In the end, we saw some of the weaknesses Allen portrayed as a member of the Chiefs. Though an elite pass rusher, Allen has a tendency to open rushing lanes with his wide and aggressive paths to the quarterback. The Chiefs tried to exploit that tendency.

When rushing at Allen’s right defensive end position, behind left tackle Branden Albert (and sometimes TE Leonard Pope), the Chiefs averaged 7.7 yards per carry (7 rushes for 54 yards).

Allen did break out the calf-roping routine following second quarter sack of Cassel. Only then did a few boos fill the air. Fans gave Allen a warm homecoming reception for the most part.

5) Hidden Heels

How in the wide world of sports are the Vikings 0-3?

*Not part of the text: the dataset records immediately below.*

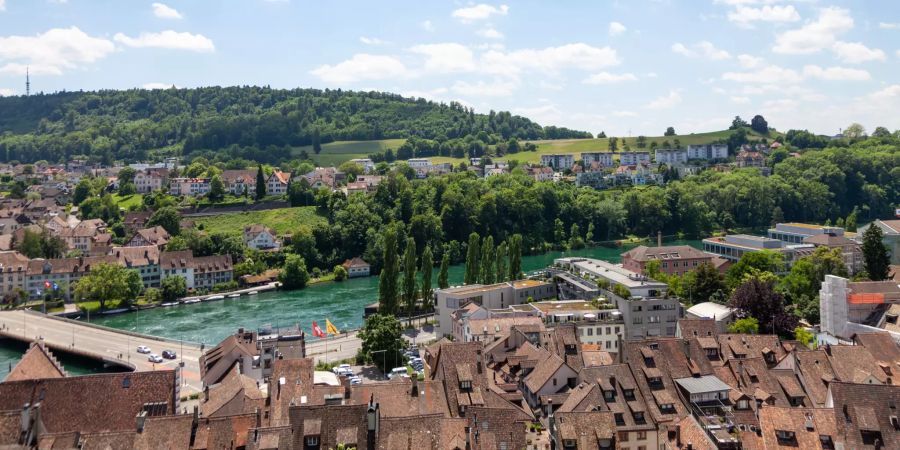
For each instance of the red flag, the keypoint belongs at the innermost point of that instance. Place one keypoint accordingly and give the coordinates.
(317, 332)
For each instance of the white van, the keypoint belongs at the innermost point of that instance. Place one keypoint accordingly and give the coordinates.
(397, 372)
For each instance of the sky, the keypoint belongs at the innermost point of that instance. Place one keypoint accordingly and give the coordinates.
(626, 67)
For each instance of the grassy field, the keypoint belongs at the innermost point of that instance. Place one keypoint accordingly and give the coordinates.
(282, 220)
(127, 201)
(334, 153)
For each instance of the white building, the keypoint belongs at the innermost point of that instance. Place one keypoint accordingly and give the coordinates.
(633, 158)
(602, 158)
(558, 162)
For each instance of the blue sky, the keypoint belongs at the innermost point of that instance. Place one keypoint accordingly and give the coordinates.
(626, 67)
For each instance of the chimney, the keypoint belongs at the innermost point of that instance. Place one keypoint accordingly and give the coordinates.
(139, 421)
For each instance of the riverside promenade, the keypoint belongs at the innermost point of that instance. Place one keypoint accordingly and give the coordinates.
(109, 345)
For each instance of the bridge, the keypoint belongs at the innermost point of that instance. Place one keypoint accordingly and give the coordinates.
(109, 345)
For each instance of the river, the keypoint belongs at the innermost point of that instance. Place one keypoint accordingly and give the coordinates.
(340, 302)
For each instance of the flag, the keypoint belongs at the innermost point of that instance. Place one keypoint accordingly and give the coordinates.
(317, 332)
(331, 328)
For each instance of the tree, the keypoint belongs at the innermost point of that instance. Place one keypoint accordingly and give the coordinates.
(738, 123)
(294, 275)
(168, 218)
(747, 325)
(443, 275)
(172, 288)
(704, 283)
(757, 298)
(759, 124)
(515, 258)
(472, 255)
(427, 268)
(382, 341)
(216, 189)
(339, 272)
(387, 280)
(876, 259)
(260, 183)
(502, 261)
(109, 283)
(487, 261)
(83, 190)
(409, 276)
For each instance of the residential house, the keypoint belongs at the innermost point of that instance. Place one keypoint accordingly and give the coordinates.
(157, 236)
(558, 162)
(277, 183)
(239, 182)
(145, 260)
(357, 267)
(52, 276)
(633, 158)
(194, 187)
(260, 237)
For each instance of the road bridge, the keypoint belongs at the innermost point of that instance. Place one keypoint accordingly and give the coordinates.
(109, 345)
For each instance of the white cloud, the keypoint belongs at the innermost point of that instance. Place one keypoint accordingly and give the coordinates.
(702, 49)
(609, 78)
(446, 57)
(164, 11)
(836, 73)
(666, 101)
(745, 16)
(52, 51)
(371, 41)
(749, 61)
(480, 11)
(766, 75)
(497, 88)
(616, 28)
(361, 66)
(856, 52)
(549, 60)
(490, 33)
(157, 85)
(817, 35)
(168, 39)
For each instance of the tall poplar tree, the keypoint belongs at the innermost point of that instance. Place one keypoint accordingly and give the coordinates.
(387, 281)
(472, 260)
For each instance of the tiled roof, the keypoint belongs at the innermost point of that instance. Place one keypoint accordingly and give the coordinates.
(37, 363)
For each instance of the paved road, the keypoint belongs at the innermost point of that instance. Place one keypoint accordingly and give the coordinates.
(109, 345)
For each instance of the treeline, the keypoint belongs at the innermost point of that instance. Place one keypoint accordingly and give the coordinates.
(860, 182)
(256, 123)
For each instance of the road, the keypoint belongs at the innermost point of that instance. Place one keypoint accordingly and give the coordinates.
(102, 343)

Seriously…Minnesota runs the football well (5.8 yards per carry), doesn’t turn the football over (a league-low two turnovers) and gets after the quarterback (NFL top-five with 9.0 sacks). The Vikings also lead the league in rushing differential.

These are the kind of statistics that don’t add up to a winless record.

Much of Minnesota’s woes have come in less obvious areas of the game. Third downs, particularly in the second half, have been crushing. The Vikings are also one of the most penalized teams in the league and those penalties have played a large role in continued second half collapses.

When watching the game, key on third down efficiency and penalty yardage.

The Chiefs flirted with disaster throughout the day with Red Zone woes leading to field goal after field goal after field goal. Kansas City was unable to find any Red Zone TDs despite three trips inside the Vikings 20-yard line.

Despite the Red Zone struggles, Kansas City’s offense was able to deliver big plays at big times. Dwayne Bowe’s 52-yard fourth quarter touchdown reception was the most notable of four explosive plays that went for 28 yards or more.

Minnesota struggled equally in the Red Zone, converting just 1-of-3 trips into touchdowns. Kansas City held a slight edge in third down efficiency (6-of-15 for 40% vs. 5-of-14 for 36%) and both teams were flagged six times.